Robotic Optical Coherence Tomography of Human Subjects with Posture-Invariant Head and Eye Alignment in Six Degrees of Freedom

Abstract

Ophthalmic optical coherence tomography (OCT) has achieved remarkable clinical success but remains sequestered in ophthalmology specialty offices. Recently introduced robotic OCT systems seek to expand patient access but fall short of their full potential due to significant imaging workspace and motion planning restrictions. Here, we present a next-generation robotic OCT system capable of imaging in any head orientation or posture that is mechanically reachable. This system overcomes prior restrictions by eliminating fixed-base tracking components, extending robot reach, and planning alignment in six degrees of freedom.
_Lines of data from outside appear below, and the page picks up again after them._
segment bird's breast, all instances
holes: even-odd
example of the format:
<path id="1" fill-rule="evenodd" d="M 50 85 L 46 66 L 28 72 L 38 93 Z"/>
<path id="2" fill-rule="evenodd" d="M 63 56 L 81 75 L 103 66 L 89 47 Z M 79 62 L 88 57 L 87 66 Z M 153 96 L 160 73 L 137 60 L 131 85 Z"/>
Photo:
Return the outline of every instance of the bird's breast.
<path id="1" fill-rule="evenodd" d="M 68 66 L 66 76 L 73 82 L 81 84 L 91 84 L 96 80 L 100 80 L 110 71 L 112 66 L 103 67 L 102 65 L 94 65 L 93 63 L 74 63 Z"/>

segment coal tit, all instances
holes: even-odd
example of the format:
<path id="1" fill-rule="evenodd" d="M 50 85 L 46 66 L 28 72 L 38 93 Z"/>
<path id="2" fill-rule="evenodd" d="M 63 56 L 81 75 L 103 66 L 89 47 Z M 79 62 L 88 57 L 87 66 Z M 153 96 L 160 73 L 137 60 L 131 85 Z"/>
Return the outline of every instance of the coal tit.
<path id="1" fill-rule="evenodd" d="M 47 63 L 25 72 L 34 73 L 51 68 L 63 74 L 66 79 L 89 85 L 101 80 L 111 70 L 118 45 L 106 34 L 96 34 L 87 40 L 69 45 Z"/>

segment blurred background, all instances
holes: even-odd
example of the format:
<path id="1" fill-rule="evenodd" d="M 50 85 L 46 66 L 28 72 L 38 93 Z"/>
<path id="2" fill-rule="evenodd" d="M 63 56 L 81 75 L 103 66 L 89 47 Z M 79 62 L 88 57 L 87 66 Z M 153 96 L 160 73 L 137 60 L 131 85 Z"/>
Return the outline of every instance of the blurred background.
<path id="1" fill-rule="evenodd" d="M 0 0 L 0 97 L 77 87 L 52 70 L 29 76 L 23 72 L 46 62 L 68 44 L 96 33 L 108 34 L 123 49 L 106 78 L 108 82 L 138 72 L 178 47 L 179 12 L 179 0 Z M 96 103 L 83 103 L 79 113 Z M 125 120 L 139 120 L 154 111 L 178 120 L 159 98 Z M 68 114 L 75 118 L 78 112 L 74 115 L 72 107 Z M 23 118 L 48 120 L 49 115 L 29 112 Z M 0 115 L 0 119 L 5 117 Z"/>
With this robotic system, we show repeatable subject imaging independent of posture (standing, seated, reclined, and supine) under widely varying head orientations for multiple human subjects. For each subject, we obtained a consistent view of the retina, including the fovea, retinal vasculature, and edge of the optic nerve head. We believe this robotic approach can extend OCT as an eye disease screening, diagnosis, and monitoring tool to previously unreached patient populations.

Keywords: Medical robotics; motion stabilization; optical coherence tomography.

Fig. 1.

Second-generation robotically-aligned OCT system (a) using a UR5e robot arm for 70% longer reach. Scanner-integrated face tracking cameras (b, c) and the tracking workspace (green/blue shaded) move with the robot to eliminate head orientation requirements.

Fig. 2.

Face tracking using synthetic frontal face view. Point clouds derived from left (a) and right (b) grayscale and depth images are projected onto the synthetic camera image plane to form composite grayscale and depth images (c). Face detection and landmarking (d) is then performed on the composite grayscale image.

Fig. 3.

Illustration of face alignment planning from the current (a) to the target (b) scanner position. The path moves the retinal scanner’s pupil pivot in a straight line (c) towards the estimated pupil position (d) while the robot end-effector smoothly re-orients (e) towards the front of the face.

Fig. 4.

Robotic alignment of OCT scanner with diverse postures (standing, seated, supine) and head orientations (roll, pitch, yaw). OCT imaging is possible for any reachable and collision-free alignment pose.

Fig. 5.

Illustration of left, include, and right pupil camera view with tracking results overlaid. The pupil position is triangulated whereas eye gaze is derived from Purkinje reflections of the eye illumination LEDs.

Fig. 6.

Registered summed voxel projections, non-averaged B-scans through the fovea, registered volumes, and retinal SNR of the eyes of two subjects (a and b) with five varied postures and head poses. From left to right, imaging configurations progressively add head yaw, pitch, and roll. Retinal anatomy is imaged consistently despite large variations in head pose and the presence of significant subject motion.

Fig. 7.

Registered summed voxel projections, averaged B-scans through the fovea, registered volumes, and retinal SNR of the eyes of two subjects (a and b) with four varied postures. Retinal anatomy is imaged consistently despite large variations in posture and, for the standing case, the presence of significant subject motion. Note that these imaging sessions occur before (a) and after (b) installation of the vertical translation stage for the robot.